Editor’s Weekly Column: Preaching the ‘Four Freedoms’ on Easter

Easter was a big hit this year at the church I attend in downtown Washington, D.C., the First Congregational Church, located adjacent to the MLK Library. On top of the special music and first-ever full SRO capacity crowd at the well integrated, recently renovated church, the young, optimistic and articulate relatively new pastor there, the Rev. Amanda Hendler-Voss, delivered a barn burner sermon centered solidly on the troubling times in which we now live, doubly poignant for having been delivered virtually within shouting distance of the White House in the nation’s capital.

She equated the Easter story with President Franklin D. Roosevelt’s historic “Four Freedoms” State of the Union speech to Congress that he delivered on January 6, 1941 just as the full horror of yet another “War to End All Wars” was unfolding. It came just after FDR was elected overwhelmingly to an historic third term.

The Four Freedoms as he articulated them are these: Freedom of speech, freedom of religion, freedom from want and freedom from fear.

It made such an impact that many cities across the U.S. erected monuments to those Four Freedoms, including on Roosevelt Island in New York City, and was even the basis for lyrics by Bing Crosby in the 1942 classic film, “Holiday Inn,” remade a decade later as “White Christmas.” They were the subject of collector’s item postage stamps and a series of iconic Norman Rockwell artworks that in 1943 each graced a full interior page of the Saturday Evening Post over a four-month period.

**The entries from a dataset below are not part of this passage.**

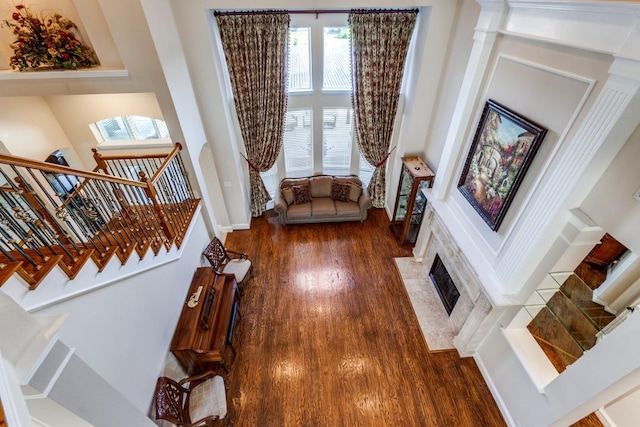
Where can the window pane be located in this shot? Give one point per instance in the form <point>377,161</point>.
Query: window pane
<point>299,59</point>
<point>297,144</point>
<point>162,128</point>
<point>336,141</point>
<point>142,127</point>
<point>113,129</point>
<point>365,171</point>
<point>337,59</point>
<point>271,182</point>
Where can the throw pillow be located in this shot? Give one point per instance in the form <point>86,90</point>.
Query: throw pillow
<point>340,192</point>
<point>355,192</point>
<point>301,194</point>
<point>287,195</point>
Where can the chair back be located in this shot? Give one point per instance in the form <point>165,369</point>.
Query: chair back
<point>171,402</point>
<point>216,254</point>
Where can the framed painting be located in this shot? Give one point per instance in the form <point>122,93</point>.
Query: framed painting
<point>502,150</point>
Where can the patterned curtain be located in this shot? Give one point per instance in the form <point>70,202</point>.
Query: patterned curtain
<point>379,44</point>
<point>256,47</point>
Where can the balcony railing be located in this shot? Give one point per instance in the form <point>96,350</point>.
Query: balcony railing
<point>55,215</point>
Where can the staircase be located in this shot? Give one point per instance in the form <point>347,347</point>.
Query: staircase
<point>570,322</point>
<point>55,216</point>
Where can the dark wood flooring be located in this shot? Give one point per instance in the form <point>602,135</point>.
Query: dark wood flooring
<point>328,336</point>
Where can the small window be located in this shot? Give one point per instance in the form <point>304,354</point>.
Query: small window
<point>337,59</point>
<point>298,147</point>
<point>130,128</point>
<point>299,59</point>
<point>336,141</point>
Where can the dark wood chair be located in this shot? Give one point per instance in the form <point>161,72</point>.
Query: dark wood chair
<point>226,261</point>
<point>195,401</point>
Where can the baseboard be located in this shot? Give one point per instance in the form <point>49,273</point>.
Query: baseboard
<point>494,392</point>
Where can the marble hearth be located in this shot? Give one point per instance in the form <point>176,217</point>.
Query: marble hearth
<point>471,317</point>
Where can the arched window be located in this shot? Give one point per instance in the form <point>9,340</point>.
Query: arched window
<point>130,128</point>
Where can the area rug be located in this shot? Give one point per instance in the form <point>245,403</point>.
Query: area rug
<point>431,314</point>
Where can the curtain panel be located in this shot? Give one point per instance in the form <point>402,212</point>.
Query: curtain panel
<point>256,51</point>
<point>379,45</point>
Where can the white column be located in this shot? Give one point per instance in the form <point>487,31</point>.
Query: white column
<point>490,21</point>
<point>583,160</point>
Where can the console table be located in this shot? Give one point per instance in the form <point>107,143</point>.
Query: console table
<point>205,327</point>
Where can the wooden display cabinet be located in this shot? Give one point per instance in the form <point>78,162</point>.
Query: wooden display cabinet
<point>410,200</point>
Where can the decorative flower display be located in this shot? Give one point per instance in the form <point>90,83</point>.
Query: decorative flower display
<point>46,41</point>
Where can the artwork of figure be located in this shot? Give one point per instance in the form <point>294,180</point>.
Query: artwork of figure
<point>502,150</point>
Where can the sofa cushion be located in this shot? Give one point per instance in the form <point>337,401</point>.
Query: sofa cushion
<point>349,179</point>
<point>340,191</point>
<point>301,194</point>
<point>299,211</point>
<point>323,206</point>
<point>347,208</point>
<point>287,195</point>
<point>320,186</point>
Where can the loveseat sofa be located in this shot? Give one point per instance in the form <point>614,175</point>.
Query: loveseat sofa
<point>322,198</point>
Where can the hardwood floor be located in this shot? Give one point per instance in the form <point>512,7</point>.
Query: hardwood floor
<point>328,336</point>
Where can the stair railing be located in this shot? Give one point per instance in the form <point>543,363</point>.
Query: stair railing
<point>55,215</point>
<point>168,186</point>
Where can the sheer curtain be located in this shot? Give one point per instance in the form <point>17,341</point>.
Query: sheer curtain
<point>379,44</point>
<point>256,50</point>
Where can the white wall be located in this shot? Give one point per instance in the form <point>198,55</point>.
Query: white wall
<point>21,138</point>
<point>614,193</point>
<point>123,331</point>
<point>75,113</point>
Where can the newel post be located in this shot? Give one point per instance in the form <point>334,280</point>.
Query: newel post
<point>101,165</point>
<point>160,214</point>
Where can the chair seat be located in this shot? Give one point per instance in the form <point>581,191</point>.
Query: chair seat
<point>239,268</point>
<point>208,398</point>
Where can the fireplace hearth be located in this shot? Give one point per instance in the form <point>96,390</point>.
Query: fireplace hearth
<point>443,283</point>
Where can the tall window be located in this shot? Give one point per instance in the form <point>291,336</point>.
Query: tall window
<point>318,135</point>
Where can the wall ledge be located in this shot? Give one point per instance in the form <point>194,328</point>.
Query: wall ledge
<point>64,74</point>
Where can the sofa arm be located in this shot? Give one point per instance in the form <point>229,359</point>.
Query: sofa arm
<point>365,203</point>
<point>280,207</point>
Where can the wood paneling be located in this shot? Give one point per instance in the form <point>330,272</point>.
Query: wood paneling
<point>328,336</point>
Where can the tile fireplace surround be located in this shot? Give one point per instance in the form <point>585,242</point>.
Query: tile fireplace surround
<point>470,318</point>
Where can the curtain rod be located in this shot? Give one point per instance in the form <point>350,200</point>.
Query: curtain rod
<point>314,11</point>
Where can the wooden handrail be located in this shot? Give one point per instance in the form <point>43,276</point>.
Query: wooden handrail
<point>166,162</point>
<point>129,156</point>
<point>65,170</point>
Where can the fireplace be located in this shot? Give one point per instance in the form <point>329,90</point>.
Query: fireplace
<point>443,283</point>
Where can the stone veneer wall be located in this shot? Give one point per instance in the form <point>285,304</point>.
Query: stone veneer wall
<point>473,314</point>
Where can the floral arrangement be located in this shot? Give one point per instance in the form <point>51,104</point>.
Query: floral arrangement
<point>46,41</point>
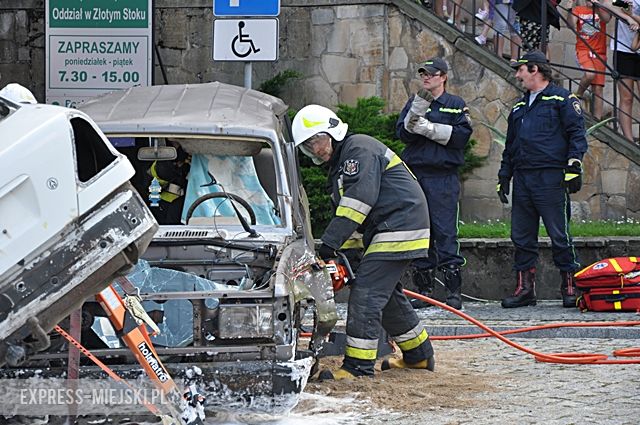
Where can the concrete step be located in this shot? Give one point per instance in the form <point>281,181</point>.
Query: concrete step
<point>439,322</point>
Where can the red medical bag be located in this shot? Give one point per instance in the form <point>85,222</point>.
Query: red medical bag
<point>612,284</point>
<point>610,299</point>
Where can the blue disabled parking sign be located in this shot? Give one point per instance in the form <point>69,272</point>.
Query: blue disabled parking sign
<point>246,7</point>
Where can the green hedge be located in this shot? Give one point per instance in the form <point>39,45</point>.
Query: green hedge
<point>366,117</point>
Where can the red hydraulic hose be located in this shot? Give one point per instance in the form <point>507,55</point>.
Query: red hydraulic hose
<point>566,358</point>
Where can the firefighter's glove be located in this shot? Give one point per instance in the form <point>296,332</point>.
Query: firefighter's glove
<point>439,133</point>
<point>421,102</point>
<point>326,252</point>
<point>573,176</point>
<point>503,188</point>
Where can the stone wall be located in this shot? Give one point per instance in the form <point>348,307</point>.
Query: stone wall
<point>345,50</point>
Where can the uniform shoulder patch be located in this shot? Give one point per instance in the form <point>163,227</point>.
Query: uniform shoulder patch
<point>577,107</point>
<point>351,167</point>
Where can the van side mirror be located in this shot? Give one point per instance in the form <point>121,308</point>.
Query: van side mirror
<point>157,153</point>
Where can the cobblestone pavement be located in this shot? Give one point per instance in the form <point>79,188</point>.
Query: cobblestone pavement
<point>517,389</point>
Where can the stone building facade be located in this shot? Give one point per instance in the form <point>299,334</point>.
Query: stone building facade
<point>345,50</point>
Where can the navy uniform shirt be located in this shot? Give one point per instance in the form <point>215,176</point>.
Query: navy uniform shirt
<point>425,156</point>
<point>546,134</point>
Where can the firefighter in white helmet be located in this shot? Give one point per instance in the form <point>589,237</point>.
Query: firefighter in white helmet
<point>375,195</point>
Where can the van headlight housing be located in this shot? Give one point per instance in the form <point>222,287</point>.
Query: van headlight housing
<point>245,321</point>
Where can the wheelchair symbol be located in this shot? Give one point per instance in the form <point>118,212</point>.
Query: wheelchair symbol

The Four Freedoms became embedded in the charter document of the United Nations after the war, and were a central feature of the International Declaration of Human Rights spearheaded by FDR’s wife, Eleanor Roosevelt that was drafted in 1948.

So it is safe to say that those articulated Four Freedoms veritably saturated the entire decade of the 1940s in the U.S., providing enormous morale for the war effort itself and for the peacetime efforts in the war’s aftermath. The most famous of Rockwell’s paintings was his illustration of Freedom from Want, which shows a large family around a Thanksgiving dining table with a huge bird about to be carved.

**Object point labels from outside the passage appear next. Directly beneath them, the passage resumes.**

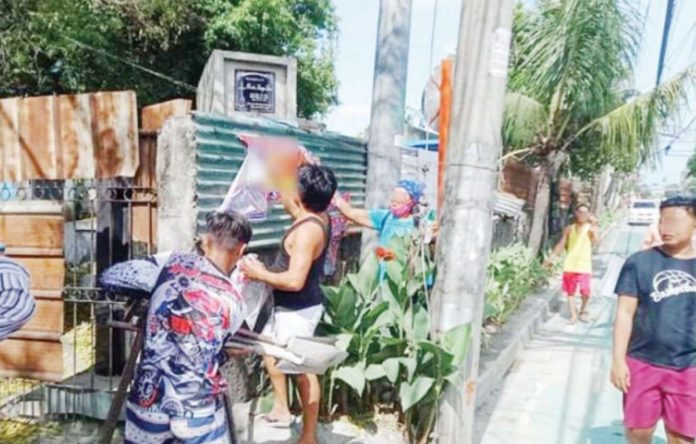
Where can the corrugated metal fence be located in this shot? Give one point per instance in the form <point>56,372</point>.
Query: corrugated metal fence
<point>220,154</point>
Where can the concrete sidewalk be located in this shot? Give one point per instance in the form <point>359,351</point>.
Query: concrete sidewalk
<point>559,391</point>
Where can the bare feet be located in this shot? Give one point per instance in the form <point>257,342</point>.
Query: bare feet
<point>279,418</point>
<point>307,440</point>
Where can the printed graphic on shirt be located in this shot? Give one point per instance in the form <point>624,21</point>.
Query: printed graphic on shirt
<point>193,311</point>
<point>670,283</point>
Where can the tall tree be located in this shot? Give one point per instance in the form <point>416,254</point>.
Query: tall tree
<point>84,45</point>
<point>571,59</point>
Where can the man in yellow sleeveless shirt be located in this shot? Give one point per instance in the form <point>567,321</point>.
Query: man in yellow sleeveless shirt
<point>577,241</point>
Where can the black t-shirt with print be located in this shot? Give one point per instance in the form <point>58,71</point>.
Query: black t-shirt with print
<point>664,329</point>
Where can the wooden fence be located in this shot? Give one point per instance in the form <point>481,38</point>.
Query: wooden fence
<point>33,233</point>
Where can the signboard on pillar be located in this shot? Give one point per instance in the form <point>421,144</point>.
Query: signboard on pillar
<point>236,83</point>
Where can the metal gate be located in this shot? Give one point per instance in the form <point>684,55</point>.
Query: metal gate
<point>99,223</point>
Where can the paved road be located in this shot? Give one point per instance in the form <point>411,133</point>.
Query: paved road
<point>558,392</point>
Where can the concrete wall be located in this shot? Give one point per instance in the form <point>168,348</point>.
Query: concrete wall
<point>217,87</point>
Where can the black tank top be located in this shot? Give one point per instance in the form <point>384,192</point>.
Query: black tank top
<point>311,294</point>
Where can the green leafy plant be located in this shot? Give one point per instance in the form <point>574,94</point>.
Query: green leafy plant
<point>394,357</point>
<point>513,272</point>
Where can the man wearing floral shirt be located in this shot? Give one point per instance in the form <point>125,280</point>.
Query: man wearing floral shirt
<point>176,395</point>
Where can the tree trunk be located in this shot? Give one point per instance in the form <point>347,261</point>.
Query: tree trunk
<point>542,203</point>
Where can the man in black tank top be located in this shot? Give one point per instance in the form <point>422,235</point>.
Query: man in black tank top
<point>296,277</point>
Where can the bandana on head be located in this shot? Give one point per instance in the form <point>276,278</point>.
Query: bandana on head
<point>413,188</point>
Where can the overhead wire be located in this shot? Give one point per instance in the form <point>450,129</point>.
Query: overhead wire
<point>152,72</point>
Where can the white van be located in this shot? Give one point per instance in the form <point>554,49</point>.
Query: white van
<point>644,212</point>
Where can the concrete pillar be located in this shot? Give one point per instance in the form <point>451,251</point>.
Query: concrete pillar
<point>176,185</point>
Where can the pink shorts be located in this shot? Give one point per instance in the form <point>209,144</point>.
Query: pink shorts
<point>658,392</point>
<point>571,282</point>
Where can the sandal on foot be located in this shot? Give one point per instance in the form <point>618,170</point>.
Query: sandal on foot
<point>277,423</point>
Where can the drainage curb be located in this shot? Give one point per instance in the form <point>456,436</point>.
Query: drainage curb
<point>504,348</point>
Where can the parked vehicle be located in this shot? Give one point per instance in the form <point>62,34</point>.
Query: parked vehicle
<point>644,212</point>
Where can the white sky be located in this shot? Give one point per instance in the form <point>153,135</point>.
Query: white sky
<point>356,53</point>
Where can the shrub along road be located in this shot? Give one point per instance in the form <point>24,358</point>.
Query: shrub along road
<point>559,389</point>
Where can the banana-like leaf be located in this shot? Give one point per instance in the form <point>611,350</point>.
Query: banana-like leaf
<point>411,393</point>
<point>353,375</point>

The Rev. Hendler-Voss applied FDR’s Four Freedoms to her Easter sermon by speaking about the impact such a powerful affirmation and aspiration for life aligns with concepts of hope, with rebirth and death as not having the final word for a nation’s morale and optimism in the face of great peril. The sermon is now posted on YouTube, and deserves a careful listen.

Talking after the service, the Rev. Hendler-Voss and I shared the notion of how difficult it always is to preach an Easter sermon to a progressive and reality-based congregation, especially given that Easter services may be just about the only time all year when so many folks show up at church.
But as the world reels from the nihilistic, narcissistic rants of a man who could become our president again in less than a year, and as the hatred that is allowed to issue forth on the Internet from anonymous sources assails our better natures, it may be that a revival of something as basic and simple as the Four Freedoms can help put such a large portion of our nation back on a better track.

The British rock band Pink Floyd came very close to mimicking the sentiment of the Four Freedoms in its early 1980s album, The Final Cut, dealing mostly with wartime memories. There is a song on it called “The Gunner’s Dream” in which a crashed gunner of a fighter plane contemplates his final moments and dreams of a world at peace, a world defined by simple pleasures, a world defined by the Four Freedoms.

The world has undergone a terrible descent into the kind of madness that tolerates a Trump in this time. It began with the onset of the “me” decade of the 1970s, being the consequence of a massive “anarcho-hedonistic” counteroffensive by the peddlers of hate and anti-democratic authoritarian rule.

Progressive churches had very little to say about what happened then, but hopefully a new voice is beginning to arise now.